The gala’s leading corporate sponsors were Robert Martin Company, Great Point Studios, and iPark Hudson. Among the 300 attendees were Mary Calvi, Adam Rose and Peter McQuillan, Mary Smart, Joe Cotter, David Low, Barbera Brooks, Priscilla Newman, Zlata and Greg Gleason, Stephen Lash, Diane and Michael Lowry, Margie and Nate Thorne, Paolo Martino, Ann Carmel, Peter Boodell, Meg Osius, Mary Riley and Tony Smith, Judy Hart Angelo, and Jenny du Pont.

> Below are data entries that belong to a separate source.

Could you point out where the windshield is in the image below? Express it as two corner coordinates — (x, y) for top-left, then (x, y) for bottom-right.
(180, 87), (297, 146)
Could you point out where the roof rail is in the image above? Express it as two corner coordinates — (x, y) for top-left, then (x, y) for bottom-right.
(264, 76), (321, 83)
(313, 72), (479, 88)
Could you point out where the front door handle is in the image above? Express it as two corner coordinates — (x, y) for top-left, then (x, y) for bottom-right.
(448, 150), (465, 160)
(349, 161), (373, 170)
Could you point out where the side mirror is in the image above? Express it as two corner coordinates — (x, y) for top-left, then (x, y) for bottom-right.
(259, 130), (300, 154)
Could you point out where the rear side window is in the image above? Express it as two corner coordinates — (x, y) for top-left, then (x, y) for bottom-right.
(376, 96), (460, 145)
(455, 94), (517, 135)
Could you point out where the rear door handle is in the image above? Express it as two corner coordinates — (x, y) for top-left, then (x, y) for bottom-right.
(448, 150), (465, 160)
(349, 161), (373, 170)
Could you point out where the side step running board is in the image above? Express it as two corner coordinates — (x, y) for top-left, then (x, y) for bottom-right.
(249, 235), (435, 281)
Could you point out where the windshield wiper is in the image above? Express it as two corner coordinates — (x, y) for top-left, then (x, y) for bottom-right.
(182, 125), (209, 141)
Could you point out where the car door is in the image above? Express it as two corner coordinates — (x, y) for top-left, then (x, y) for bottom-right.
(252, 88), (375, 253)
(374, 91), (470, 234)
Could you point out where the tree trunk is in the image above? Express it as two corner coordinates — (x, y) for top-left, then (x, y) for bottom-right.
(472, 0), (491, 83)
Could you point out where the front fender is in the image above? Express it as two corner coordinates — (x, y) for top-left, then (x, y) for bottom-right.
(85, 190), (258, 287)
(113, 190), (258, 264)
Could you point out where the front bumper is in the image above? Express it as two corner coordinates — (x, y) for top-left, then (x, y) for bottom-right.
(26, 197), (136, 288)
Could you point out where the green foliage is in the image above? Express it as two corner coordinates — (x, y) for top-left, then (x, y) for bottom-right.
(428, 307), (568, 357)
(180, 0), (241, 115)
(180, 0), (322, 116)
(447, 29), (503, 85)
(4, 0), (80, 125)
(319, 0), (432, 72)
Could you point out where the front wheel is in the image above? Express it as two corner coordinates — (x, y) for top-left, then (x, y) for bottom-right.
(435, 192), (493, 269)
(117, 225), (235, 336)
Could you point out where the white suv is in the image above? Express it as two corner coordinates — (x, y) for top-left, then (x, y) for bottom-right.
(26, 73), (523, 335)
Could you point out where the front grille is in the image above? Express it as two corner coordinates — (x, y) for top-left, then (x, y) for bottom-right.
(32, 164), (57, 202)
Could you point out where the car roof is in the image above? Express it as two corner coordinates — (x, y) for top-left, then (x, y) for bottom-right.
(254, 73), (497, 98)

Located thirty minutes north of New York City and owned by the City of Yonkers, Untermyer Gardens was built a century ago by Samuel Untermyer, a pioneering lawyer and reformer, and designed by William Welles Bosworth, who earlier had designed Kykuit, the nearby Rockefeller estate. The Untermyer Gardens Conservancy works in partnership with the City of Yonkers to revitalize and improve the garden, which had been called the most spectacular garden in America before suffering decades of neglect. Today, it is one of the only major public gardens in the country that is free to all, with an annual audience of 200,000 visitors from all walks of life.